Is it the thrill of possibly being caught that makes being with a married dude so appealing? I'd rather keep my risky sex in public where the only consequence is endless media exposure and related public ridicule. Messing around with another woman's man just ends of with some poor rabbit boiling in a pot on my stove and battery acid on my car. Is the married part a requirement to prove that he is really straight? Well that could be since only straight married guys look through Craiglist's m4m searching for hookups with other guys.


I guess the other thing that I don't get about hooking up with straight guys is the creepy factor. That little feeling I get thinking about getting together with a married guy knowing that there is someone at home waiting for him. This feeling gets even more pronounced when I think about kids being in the picture. Now, I fully understand the process of coming out if you've made the mistake of getting married while denying your true orientation, and let me be the first to fully embrace the naked body of a man who has decided to rectify that situation permanently. I say bring him on, kids and all, and we'll be the Queer Brady Bunch. But thinking about someone waiting for this guy to come home while we're identifying anatomical marvels is just, well, creepy.


I still haven't really answered the question why our gay brethren are chasing after the married kind. I think it must be the same reason that straight guys lust after beautiful airbrushed women that don't really exist. For years successful marketing firms thrust idealized images of women at the public, making straight guys drool and women lose their minds trying to imitate the images. These same firms have been equally as successful at shoving impossible gorgeous men down our throats. (No pun intended). Now the Queer community has completely bought into it. We want the impossible. Don't just give us straight guys, give us straight married guys! Maybe by asking for the impossible, we can settle on the next best thing, while maintaining the dignity of having tried for the best.

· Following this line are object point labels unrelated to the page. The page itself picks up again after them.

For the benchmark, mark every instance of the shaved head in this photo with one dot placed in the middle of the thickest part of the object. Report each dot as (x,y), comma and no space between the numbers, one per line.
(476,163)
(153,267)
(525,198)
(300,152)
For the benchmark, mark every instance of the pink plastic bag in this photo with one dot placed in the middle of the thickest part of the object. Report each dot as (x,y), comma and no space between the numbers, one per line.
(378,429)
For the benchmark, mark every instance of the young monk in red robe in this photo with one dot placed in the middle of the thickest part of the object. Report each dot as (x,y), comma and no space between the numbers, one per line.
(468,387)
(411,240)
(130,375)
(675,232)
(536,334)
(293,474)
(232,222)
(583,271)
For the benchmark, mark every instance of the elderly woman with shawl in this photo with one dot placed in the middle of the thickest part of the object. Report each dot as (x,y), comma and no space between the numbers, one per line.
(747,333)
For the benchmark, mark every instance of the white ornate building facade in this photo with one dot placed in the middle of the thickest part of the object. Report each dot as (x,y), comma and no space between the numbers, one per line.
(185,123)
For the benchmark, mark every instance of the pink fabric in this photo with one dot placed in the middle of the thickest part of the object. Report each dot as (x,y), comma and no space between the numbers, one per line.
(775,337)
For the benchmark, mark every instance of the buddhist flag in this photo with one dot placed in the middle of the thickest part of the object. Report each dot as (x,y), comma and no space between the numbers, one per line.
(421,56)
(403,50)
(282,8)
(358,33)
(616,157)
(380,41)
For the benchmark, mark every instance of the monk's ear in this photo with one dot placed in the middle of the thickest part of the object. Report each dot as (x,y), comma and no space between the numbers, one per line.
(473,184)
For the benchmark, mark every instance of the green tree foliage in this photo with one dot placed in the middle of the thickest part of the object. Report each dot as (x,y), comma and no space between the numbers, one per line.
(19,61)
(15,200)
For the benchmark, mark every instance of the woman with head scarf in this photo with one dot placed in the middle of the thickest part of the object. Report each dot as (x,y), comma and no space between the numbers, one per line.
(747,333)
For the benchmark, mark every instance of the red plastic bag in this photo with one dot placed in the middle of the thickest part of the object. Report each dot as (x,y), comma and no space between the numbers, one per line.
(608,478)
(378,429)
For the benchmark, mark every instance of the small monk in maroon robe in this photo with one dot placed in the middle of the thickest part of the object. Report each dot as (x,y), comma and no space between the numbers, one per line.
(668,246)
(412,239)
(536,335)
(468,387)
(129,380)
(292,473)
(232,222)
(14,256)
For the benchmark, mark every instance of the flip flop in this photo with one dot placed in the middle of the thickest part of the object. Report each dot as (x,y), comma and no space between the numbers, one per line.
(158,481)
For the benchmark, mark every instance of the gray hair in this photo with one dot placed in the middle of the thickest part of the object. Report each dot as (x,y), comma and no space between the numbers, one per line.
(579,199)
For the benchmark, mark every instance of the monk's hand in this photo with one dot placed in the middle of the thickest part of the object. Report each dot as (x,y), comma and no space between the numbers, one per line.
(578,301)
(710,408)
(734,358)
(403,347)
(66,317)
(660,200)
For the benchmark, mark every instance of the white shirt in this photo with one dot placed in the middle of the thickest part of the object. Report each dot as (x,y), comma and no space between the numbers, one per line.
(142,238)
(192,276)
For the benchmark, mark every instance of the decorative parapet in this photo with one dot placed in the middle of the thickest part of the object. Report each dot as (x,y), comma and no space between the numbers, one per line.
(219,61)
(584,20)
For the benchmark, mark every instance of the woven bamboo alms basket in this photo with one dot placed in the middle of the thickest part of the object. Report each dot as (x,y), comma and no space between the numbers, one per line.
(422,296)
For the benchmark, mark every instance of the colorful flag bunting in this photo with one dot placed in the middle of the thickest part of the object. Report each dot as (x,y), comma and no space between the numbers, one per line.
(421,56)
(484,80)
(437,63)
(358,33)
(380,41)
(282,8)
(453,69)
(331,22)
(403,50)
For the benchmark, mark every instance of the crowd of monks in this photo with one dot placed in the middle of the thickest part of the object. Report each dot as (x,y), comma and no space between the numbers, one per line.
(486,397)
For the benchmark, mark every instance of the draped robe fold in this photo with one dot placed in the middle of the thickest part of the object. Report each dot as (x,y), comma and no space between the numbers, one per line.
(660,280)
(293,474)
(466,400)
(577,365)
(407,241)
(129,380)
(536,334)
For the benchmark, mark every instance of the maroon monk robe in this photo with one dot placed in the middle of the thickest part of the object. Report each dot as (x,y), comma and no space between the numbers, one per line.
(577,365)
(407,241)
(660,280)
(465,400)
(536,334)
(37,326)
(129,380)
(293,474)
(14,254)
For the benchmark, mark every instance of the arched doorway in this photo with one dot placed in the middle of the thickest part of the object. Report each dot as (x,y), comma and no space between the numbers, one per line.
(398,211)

Straight women have wised-up and rebelled against that ad agencies and publications that have turned women into something they never were and never could be. Queers should stand up and take notice that we're never going to get the A&F boy because he doesn't exist. He's not in WeHo, Chelsea, or Miami. He's not straight and he sure as hell ain't married because he is the perfectly created corporate commodity whose sole purpose is separate you from your MasterCard. If he wasn't so hot, he would be a real bastard, wouldn't he?


I think that I'll keep cruising Craigslist, and the better of my regional parks, to find that real connection. The pictures of the many gay prospects may not always be real pretty, but at least their real and at least their gay.